A Comprehensive Guide to Extracting Data from MySQL Using Singer ETL

Photo by Carlos Muza on Unsplash

A Comprehensive Guide to Extracting Data from MySQL Using Singer ETL

Singer ETL

A Comprehensive Guide to Extracting Data from MySQL Using Singer ETL

In this guide, we'll walk through the process of extracting data from MySQL using tap-mysql and loading it into target-jsonl. This seamless process ensures efficient data transfer while maintaining integrity.

Step 1: Enable Python Virtual Environment (venv)

Even without administrative access, you can set up a Python virtual environment. Here's how:

  • Create a new virtual environment:

      python3 -m venv <file_name>
    
  • Navigate to the Script Directory within the created file and activate the virtual environment:

      .\activate.bat
    

Now, your virtual environment is active and ready for use.

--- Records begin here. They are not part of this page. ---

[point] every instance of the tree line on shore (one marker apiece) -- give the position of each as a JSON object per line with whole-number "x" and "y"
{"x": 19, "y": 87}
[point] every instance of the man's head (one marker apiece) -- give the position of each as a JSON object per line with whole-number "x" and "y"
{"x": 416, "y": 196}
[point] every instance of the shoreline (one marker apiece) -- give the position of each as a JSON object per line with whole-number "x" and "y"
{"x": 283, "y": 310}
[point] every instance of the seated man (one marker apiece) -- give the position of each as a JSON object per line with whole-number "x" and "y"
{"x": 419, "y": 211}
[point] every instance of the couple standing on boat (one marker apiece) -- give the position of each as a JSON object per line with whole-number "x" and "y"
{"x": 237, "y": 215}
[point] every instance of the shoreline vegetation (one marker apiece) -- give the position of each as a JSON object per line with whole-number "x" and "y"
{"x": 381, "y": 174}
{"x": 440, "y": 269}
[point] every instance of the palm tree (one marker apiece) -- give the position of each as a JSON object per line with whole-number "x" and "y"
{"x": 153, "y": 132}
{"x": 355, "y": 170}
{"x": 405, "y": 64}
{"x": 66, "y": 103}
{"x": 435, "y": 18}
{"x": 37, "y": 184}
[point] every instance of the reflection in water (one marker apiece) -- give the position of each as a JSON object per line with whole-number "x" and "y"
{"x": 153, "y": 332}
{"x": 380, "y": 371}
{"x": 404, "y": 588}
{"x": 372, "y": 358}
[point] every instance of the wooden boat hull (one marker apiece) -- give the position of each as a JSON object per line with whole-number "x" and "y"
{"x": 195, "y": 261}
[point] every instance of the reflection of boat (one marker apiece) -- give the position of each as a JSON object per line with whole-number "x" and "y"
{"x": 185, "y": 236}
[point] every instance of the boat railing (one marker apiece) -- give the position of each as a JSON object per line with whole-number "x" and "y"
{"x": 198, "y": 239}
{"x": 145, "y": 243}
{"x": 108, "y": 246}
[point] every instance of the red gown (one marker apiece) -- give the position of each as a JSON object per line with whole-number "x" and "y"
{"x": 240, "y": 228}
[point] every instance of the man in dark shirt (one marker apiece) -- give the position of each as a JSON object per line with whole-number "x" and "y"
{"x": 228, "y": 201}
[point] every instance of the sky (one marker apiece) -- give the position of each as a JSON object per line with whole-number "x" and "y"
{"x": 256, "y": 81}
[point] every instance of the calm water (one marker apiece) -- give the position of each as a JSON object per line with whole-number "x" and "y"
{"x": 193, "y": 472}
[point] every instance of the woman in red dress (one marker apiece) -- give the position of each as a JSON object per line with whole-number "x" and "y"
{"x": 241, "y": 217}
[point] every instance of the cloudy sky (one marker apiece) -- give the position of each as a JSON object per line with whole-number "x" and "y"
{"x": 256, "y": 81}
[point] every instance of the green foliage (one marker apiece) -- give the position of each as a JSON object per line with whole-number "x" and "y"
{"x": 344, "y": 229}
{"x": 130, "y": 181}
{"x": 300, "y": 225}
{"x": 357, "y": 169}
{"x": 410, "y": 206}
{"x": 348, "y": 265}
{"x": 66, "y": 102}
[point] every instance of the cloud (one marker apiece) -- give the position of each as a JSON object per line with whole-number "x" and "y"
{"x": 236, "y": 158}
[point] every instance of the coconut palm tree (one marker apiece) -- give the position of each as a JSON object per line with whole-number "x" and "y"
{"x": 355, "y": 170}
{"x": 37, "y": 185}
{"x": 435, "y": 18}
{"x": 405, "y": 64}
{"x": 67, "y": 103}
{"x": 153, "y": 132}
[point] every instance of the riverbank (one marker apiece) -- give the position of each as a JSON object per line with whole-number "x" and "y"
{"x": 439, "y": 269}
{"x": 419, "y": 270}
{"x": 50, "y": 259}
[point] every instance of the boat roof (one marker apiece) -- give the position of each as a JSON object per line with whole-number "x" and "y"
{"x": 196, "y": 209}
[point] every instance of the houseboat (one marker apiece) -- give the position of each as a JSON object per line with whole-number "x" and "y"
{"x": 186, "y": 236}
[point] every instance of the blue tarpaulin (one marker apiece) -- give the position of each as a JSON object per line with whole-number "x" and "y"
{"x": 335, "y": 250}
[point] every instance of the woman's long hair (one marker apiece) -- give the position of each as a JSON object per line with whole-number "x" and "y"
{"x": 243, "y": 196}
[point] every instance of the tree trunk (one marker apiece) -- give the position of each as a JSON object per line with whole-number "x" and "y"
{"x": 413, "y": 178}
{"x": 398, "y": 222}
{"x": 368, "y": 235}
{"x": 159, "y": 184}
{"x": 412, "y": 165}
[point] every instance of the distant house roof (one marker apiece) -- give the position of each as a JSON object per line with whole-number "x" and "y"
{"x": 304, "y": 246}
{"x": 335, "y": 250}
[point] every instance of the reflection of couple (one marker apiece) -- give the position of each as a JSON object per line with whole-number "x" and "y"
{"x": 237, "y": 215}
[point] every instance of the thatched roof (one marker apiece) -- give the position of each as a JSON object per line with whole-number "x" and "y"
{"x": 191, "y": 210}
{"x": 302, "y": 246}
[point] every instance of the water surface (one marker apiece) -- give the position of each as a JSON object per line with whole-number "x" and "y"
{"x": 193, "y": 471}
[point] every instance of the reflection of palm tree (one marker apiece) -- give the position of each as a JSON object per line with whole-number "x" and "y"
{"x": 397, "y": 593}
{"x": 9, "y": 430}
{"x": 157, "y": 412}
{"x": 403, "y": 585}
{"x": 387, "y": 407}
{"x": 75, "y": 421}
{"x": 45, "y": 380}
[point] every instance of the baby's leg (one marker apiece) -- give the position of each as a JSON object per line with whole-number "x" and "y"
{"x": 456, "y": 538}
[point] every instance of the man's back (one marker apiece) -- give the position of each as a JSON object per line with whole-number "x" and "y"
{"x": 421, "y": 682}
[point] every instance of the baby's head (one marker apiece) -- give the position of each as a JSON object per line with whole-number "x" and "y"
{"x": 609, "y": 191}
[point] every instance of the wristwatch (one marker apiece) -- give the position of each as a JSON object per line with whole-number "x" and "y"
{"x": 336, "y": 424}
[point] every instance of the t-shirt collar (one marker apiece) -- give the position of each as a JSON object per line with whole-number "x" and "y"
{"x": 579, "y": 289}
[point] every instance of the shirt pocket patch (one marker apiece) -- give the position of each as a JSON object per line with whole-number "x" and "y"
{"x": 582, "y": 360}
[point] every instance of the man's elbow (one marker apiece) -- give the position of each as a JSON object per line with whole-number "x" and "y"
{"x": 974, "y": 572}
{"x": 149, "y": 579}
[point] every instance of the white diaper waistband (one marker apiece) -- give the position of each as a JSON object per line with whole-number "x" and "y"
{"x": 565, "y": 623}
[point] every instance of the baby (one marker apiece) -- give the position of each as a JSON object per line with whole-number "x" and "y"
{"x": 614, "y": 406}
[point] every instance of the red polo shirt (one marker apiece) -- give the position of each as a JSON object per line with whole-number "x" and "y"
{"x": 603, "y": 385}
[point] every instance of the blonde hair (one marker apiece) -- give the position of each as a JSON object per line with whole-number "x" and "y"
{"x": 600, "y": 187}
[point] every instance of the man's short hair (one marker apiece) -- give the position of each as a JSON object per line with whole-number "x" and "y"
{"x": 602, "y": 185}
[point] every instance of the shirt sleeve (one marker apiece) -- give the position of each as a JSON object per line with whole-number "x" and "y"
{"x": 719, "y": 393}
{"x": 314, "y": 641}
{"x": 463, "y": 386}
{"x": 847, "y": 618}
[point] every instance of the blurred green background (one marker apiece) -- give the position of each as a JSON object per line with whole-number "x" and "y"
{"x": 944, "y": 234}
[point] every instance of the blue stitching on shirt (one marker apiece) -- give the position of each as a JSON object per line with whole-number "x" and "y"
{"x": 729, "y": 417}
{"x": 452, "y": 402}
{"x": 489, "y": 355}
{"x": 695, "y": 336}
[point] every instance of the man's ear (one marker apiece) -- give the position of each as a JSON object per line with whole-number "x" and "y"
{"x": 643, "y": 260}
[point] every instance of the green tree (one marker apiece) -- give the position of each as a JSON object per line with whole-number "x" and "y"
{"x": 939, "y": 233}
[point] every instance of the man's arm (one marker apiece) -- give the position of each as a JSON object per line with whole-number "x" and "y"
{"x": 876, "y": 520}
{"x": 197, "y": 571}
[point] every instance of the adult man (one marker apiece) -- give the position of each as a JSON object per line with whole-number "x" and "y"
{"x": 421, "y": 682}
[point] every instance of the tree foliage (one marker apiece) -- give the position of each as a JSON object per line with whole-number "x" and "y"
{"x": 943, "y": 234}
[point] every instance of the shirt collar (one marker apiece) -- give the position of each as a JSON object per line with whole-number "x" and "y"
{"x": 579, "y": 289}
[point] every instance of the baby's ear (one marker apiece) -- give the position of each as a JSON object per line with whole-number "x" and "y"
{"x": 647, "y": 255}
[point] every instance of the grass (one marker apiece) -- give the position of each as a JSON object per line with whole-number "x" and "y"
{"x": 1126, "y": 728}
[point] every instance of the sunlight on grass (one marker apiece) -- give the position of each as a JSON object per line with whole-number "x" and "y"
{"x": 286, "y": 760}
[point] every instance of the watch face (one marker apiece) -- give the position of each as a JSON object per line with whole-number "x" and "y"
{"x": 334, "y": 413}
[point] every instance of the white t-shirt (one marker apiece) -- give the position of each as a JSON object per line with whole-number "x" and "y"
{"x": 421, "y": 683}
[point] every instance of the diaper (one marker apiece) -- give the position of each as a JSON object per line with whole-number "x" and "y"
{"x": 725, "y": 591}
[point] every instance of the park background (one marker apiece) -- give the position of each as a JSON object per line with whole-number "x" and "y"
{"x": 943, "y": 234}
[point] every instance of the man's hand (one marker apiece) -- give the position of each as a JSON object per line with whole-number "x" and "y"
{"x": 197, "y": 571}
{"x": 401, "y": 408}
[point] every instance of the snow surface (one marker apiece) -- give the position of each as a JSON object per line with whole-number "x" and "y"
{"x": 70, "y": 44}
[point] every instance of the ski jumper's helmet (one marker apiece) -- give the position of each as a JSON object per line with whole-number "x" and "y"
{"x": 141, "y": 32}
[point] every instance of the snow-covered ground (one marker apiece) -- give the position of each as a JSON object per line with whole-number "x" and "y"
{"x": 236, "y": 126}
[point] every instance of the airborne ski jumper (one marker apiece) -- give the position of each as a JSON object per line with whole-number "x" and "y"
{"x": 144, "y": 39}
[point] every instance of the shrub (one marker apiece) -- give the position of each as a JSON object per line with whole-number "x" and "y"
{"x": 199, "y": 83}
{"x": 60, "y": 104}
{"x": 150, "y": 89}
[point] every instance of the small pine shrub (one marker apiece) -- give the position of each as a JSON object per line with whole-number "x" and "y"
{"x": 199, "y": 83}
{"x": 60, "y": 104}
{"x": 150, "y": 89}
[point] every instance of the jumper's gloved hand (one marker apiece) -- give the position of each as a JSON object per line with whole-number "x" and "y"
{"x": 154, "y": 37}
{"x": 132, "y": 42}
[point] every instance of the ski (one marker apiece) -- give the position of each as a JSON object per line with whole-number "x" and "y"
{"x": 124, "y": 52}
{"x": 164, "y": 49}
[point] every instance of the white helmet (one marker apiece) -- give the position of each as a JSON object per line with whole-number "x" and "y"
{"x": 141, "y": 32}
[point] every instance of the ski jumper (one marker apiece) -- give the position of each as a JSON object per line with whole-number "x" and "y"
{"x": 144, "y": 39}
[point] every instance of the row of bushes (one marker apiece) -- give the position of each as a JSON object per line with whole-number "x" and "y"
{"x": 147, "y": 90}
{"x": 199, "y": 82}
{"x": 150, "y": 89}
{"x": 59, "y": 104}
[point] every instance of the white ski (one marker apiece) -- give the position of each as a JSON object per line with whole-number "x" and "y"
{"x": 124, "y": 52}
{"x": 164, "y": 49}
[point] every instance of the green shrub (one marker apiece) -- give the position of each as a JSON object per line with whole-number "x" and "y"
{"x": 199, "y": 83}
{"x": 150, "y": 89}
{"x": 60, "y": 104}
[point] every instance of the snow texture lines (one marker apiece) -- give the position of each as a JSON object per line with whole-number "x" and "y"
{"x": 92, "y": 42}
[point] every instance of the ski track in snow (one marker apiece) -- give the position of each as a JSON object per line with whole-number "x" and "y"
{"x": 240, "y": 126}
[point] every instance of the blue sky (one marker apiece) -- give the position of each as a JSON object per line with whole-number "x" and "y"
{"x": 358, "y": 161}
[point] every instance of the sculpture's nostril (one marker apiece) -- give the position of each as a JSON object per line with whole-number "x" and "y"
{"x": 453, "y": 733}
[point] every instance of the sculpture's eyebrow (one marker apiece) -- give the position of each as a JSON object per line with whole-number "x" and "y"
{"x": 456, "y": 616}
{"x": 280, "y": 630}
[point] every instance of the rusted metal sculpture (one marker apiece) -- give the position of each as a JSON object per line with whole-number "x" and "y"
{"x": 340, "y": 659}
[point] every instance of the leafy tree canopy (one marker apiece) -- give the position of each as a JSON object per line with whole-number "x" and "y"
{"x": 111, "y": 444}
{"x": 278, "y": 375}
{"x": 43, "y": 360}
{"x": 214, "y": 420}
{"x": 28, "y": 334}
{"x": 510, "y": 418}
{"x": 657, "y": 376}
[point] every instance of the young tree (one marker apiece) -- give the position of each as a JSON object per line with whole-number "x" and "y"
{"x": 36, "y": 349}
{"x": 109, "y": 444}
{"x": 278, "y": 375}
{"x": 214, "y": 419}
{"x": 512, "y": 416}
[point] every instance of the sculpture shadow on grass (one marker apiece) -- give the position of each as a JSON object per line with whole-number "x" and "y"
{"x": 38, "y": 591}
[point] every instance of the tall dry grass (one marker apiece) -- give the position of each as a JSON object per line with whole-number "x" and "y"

Step 2: Install tap-mysql and target-jsonl

Utilize pip to install the necessary packages:

pip install tap-mysql target-jsonl

Step 3: Prepare Configuration Files

tap-mysql requires two input files: config.json and properties.json.

config.json:

{
    "host": "127.0.0.1",
    "port": "3306",
    "user": "root",
    "password": "root"
}

properties.json:

{
    "streams": [
        {
            "tap_stream_id": "sakila-actor_info",
            "table_name": "actor_info",
            "schema": {
                "properties": {
                    "actor_id": {
                        "inclusion": "available",
                        "minimum": 0,
                        "maximum": 65535,
                        "type": [
                            "null",
                            "integer"
                        ]
                    },
                    "first_name": {
                        "inclusion": "available",
                        "maxLength": 45,
                        "type": [
                            "null",
                            "string"
                        ]
                    },
                    "last_name": {
                        "inclusion": "available",
                        "maxLength": 45,
                        "type": [
                            "null",
                            "string"
                        ]
                    },
                    "film_info": {
                        "inclusion": "available",
                        "maxLength": 65535,
                        "type": [
                            "null",
                            "string"
                        ]
                    }
                },
                "type": "object"
            },
            "stream": "actor_info",
            "metadata": [
                {
                    "breadcrumb": [],
                    "metadata": {
                        "selected": true,
                        "replication-method": "FULL_TABLE",
                        "selected-by-default": false,
                        "database-name": "sakila",
                        "is-view": true
                    }
                },
                {
                    "breadcrumb": [
                        "properties",
                        "actor_id"
                    ],
                    "metadata": {
                        "selected-by-default": true,
                        "sql-datatype": "smallint unsigned"
                    }
                },
                {
                    "breadcrumb": [
                        "properties",
                        "first_name"
                    ],
                    "metadata": {
                        "selected-by-default": true,
                        "sql-datatype": "varchar(45)"
                    }
                },
                {
                    "breadcrumb": [
                        "properties",
                        "last_name"
                    ],
                    "metadata": {
                        "selected-by-default": true,
                        "sql-datatype": "varchar(45)"
                    }
                },
                {
                    "breadcrumb": [
                        "properties",
                        "film_info"
                    ],
                    "metadata": {
                        "selected-by-default": true,
                        "sql-datatype": "text"
                    }
                }
            ]
        }
    ]
}

Step 4: Generate properties.json

Execute the following command in discover mode to generate catalog.json:

tap-mysql --config config.json --discover > catalog.json

After running the command to generate catalog.json, locate the JSON content of the desired table and copy it into a new file named selected_table.json.

In selected_table.json, add the following lines within the curly braces to ensure the table is selected:

{
    "streams": [ // Paste the content here
}

This action ensures that only the selected table is included for extraction.

By following these steps, you can efficiently specify the desired table for extraction from MySQL using tap-mysql.

Incorporate the following two lines into the 'metadata' section of the selected_table.json file to select the table.

"selected": true
"replication-method": "FULL_TABLE"

Step 5: Run tap-mysql

Execute the following command:

tap-mysql --config config.json --catalog properties.json

Congratulations! You've successfully extracted data from MySQL using tap-mysql.

Step 6: Send Data to jsonl Target

Run the following command to send the data to jsonl target:

tap-mysql --config config.json --catalog properties.json | target-jsonl

A file with the same name as the table will be created.

Step 7: Convert Output to a DataFrame

Here's an example of how to convert the output to a DataFrame using Python:

import pandas as pd
import json

data = []
with open("<file_name>.jsonl", "r") as f:
    for line in f:
        data.append(json.loads(line))

df = pd.DataFrame(data)
print(df.columns)

This step allows for further analysis and manipulation of the extracted data.

By following these steps, you've successfully extracted and transformed data from MySQL into a structured format, ready for analysis and insights.